1. How long does the IRS take to process SDOP?

Processing time varies, but most submissions take 6-12 months. The IRS may request clarification, but if your package is complete and your non-willfulness statement is consistent, your case is usually accepted without further issue.

2. What if I already filed late FBARs?

If you filed FBARs late but didn’t amend your tax returns, SDOP may still be required to correct unreported income.

3. Can SDOP be used for cryptocurrency holdings?

Yes. Virtual currency accounts with foreign exchanges can fall under FBAR and FATCA reporting rules. If you didn’t disclose crypto assets abroad, SDOP can be used to amend returns and file FBARs just as with traditional foreign accounts.

4. Do I need to include foreign pensions or retirement accounts?

Yes. Foreign pensions, retirement savings, and other accounts must be disclosed. SDOP requires complete reporting, even if you believe the account is too small to matter.

5. Will using SDOP increase my audit risk in the future?

No. Once your SDOP package is accepted, the IRS considers the matter resolved. As long as you stay compliant going forward, your prior noncompliance won’t create ongoing audit risk.

6. Can I use SDOP if my foreign accounts are already closed?

Yes. Even if the accounts are no longer open, you must disclose them if they were active during the relevant years.

7. Does SDOP apply to dual citizens and green card holders?

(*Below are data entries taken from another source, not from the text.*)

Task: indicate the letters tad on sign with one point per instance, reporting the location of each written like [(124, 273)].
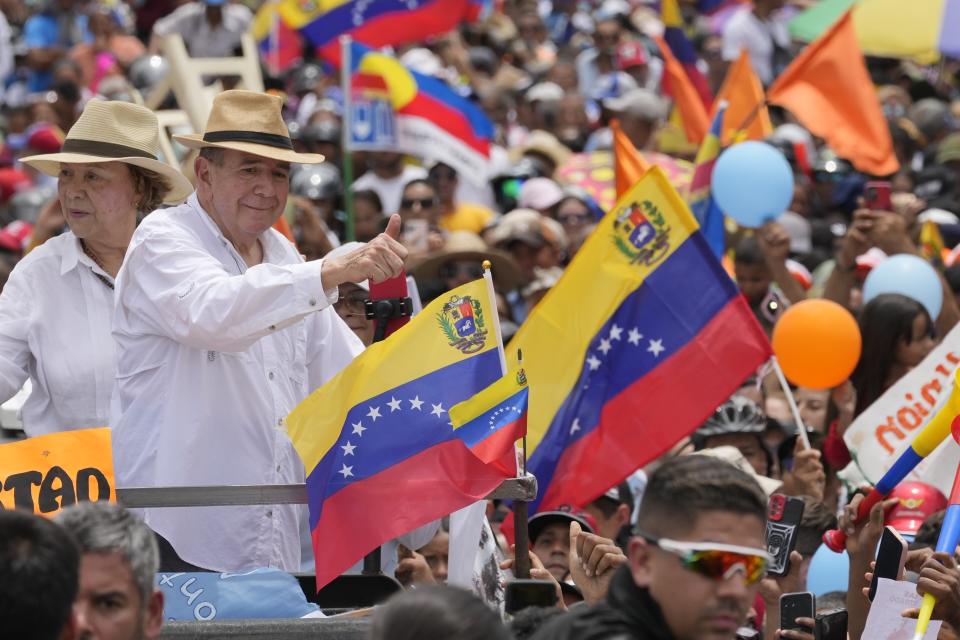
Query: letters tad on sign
[(47, 473)]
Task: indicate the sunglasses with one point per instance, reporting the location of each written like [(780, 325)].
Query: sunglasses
[(352, 303), (715, 560), (425, 203)]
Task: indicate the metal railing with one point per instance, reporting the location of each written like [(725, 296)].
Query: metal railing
[(523, 489)]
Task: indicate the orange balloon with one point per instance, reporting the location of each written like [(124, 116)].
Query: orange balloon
[(817, 343)]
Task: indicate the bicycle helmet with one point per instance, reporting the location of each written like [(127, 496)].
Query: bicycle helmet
[(736, 415)]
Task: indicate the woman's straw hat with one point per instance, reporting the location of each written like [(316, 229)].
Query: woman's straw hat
[(248, 121), (109, 131)]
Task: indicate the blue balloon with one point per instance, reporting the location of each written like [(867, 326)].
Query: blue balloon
[(752, 183), (828, 572), (908, 275)]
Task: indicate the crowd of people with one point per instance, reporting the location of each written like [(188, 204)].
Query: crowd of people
[(163, 301)]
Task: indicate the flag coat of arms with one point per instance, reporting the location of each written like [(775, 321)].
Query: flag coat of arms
[(640, 341), (378, 442)]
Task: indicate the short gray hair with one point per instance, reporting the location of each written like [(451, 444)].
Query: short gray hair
[(101, 527)]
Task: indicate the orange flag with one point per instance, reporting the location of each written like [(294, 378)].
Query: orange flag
[(678, 86), (629, 165), (828, 89), (743, 92)]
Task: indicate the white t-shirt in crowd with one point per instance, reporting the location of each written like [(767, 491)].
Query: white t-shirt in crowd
[(746, 29), (55, 315), (202, 41), (389, 189)]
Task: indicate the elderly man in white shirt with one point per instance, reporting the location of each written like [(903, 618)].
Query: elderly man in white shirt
[(221, 329)]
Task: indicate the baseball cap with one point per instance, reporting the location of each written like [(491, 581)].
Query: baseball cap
[(564, 513), (734, 457), (915, 502), (639, 103), (539, 193), (631, 54), (544, 92), (611, 86)]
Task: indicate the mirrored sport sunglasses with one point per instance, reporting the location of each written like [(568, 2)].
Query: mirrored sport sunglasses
[(715, 560)]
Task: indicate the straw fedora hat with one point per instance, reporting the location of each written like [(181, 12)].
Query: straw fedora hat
[(110, 131), (464, 245), (248, 121)]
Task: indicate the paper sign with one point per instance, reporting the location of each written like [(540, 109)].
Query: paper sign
[(47, 473), (887, 427), (885, 622)]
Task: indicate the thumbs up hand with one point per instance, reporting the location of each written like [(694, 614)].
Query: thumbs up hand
[(380, 259)]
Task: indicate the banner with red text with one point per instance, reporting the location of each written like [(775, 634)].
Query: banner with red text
[(881, 433)]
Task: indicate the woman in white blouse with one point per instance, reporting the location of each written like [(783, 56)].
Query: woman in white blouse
[(56, 308)]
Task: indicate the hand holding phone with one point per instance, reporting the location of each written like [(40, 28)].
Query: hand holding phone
[(891, 556), (521, 594), (832, 625), (876, 195), (783, 519)]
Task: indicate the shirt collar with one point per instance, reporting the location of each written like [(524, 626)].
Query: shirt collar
[(71, 254), (272, 249)]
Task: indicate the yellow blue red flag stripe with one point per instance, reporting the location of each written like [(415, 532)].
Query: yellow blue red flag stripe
[(378, 437), (705, 209)]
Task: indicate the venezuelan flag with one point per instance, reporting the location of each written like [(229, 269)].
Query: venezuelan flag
[(430, 118), (377, 438), (638, 343), (704, 207), (494, 419), (377, 23), (683, 50)]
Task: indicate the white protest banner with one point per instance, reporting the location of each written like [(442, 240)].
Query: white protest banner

Yes. SDOP is available to anyone considered a US tax resident, including dual citizens and green card holders. If you live in the US and your failure to report foreign accounts or income was non-willful, you can generally use SDOP to correct past noncompliance.

This article is for informational purposes only and should not be considered as professional tax advice – always consult a tax professional.